Eine engagierte Leistung der Affenbande reicht am Samstagabend nicht, um den frischgebackenen Pokalsieger aus Lüneburg ins Straucheln zu bringen.

FT 1844_SVG eine Nummer zu groß

Achim Keller

Die FT 1844 spielt gegen die SVG Lüneburg vor ausverkaufter Halle munter mit. Letztlich können die Gäste jedoch immer noch eine Schippe drauflegen. So kommen die Affen stark ins Spiel, liegen zu Beginn der Crunchtime des ersten Satzes sogar 20:19 vorne. Dann drehen die Lünehünen jedoch gnadenlos auf und machen 6 Punkte hintereinander. Nach der Satzpause liegt Freiburg früh zurück. Gerade als sich die Affen beim Stand von 14:15 ranzurobben scheinen, ist Lüneburg wieder voll da. Ein krachender Angriff von Ethan Champlin, gefolgt von einer starken Aufschlagserie des US-Boys: Schon liegt die SVG wieder deutlich in Front und bringt den Satz letztlich ungefährdet heim. Auch im dritten Durchgang kämpft die Affenbande aufopferungsvoll, kann der SVG jedoch auch hier kein Bein stellen. Endstand: 0:3 (20:25 18:25 19:25).

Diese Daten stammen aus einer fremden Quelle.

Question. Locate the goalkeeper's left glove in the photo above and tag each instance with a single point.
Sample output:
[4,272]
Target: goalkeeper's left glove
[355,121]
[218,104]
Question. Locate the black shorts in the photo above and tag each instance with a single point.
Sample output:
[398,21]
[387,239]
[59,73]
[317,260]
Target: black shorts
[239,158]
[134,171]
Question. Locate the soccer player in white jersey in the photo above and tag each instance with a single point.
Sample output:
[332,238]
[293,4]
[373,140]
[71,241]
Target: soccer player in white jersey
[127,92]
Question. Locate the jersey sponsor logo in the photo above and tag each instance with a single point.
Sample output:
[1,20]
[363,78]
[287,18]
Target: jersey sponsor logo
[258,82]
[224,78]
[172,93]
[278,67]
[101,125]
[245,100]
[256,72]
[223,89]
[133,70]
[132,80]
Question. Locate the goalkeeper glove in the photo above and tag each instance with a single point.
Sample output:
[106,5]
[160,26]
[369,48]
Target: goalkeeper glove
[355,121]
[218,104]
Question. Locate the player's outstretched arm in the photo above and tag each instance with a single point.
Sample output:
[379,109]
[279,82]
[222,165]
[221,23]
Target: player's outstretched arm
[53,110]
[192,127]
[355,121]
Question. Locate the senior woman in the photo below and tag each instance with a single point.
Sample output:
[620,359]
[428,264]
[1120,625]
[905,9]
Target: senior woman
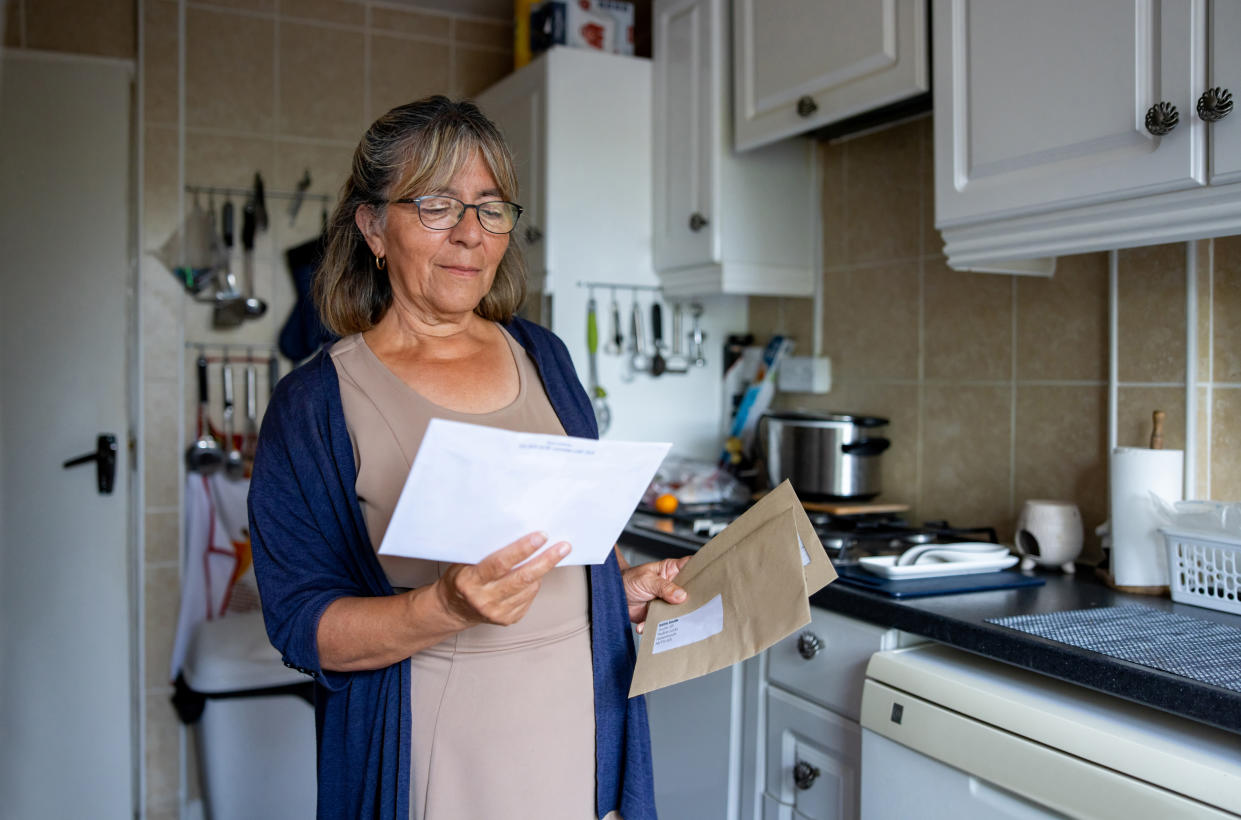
[444,691]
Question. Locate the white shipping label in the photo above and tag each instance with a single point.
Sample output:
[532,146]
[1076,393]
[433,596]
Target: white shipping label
[691,627]
[801,545]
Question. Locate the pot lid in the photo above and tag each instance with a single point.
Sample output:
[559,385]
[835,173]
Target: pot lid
[827,418]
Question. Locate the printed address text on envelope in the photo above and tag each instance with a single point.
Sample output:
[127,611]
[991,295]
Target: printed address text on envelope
[474,489]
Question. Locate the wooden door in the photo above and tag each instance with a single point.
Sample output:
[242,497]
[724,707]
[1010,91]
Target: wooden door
[67,630]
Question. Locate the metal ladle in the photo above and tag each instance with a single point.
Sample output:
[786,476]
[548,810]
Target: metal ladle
[204,455]
[235,465]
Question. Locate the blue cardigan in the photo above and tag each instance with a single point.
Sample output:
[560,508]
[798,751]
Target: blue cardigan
[310,547]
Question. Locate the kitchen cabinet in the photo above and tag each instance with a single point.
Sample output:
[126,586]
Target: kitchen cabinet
[802,65]
[695,728]
[519,106]
[802,737]
[724,222]
[1041,135]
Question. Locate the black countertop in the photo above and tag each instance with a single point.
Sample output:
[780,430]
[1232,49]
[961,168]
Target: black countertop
[961,620]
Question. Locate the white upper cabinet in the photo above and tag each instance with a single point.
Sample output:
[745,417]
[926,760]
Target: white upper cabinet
[1225,73]
[519,106]
[724,222]
[801,65]
[1054,130]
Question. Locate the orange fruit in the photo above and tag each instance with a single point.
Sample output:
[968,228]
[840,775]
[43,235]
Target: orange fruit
[667,503]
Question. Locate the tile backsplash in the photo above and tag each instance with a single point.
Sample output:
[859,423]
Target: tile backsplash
[997,386]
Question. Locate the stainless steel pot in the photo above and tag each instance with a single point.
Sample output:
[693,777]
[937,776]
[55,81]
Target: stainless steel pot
[825,455]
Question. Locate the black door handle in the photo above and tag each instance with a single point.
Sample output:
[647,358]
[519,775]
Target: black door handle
[104,458]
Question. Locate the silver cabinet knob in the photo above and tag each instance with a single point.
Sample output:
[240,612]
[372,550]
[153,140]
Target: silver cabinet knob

„Die Halle war ausverkauft, es war unglaublich laut hier. Im ersten Satz konnten wir es auch spannend gestalten aber am Ende hat es nicht ganz gereicht. Wir konnten immer ganz gut mithalten, aber dann haben sie ihre Klasse halt gezeigt“, beschreibt Zuspieler Lorenz Rudolf seine Eindrücke nach dem Spiel. Dass es bei den Freiburgern nicht für mehr langte, liegt vor allem an einer geschlossenen Topleistung des Gästeteams, bei dem Zuspieler Santeri Välimaa die Angriffe mustergültig orchestriert. Vor allem Ethan Champlin und Axel Enlund stellen die Freiburger Block- und Feldabwehr vor schwere Probleme. Umgekehrt wehrt Lüneburg zahlreiche Freiburger Angriffe ab – teils spektakulär – oder der SVG-Block packt zu. So bleiben die Quoten der Freiburger Angreifer an diesem Abend allesamt unterdurchschnittlich. „Ich bin stolz auf mein Team. Es ist nicht einfach hier zu gewinnen. Freiburg verbessert sich von Jahr zu Jahr“, erklärt der MVP Champlin zum Lüneburger Auftritt.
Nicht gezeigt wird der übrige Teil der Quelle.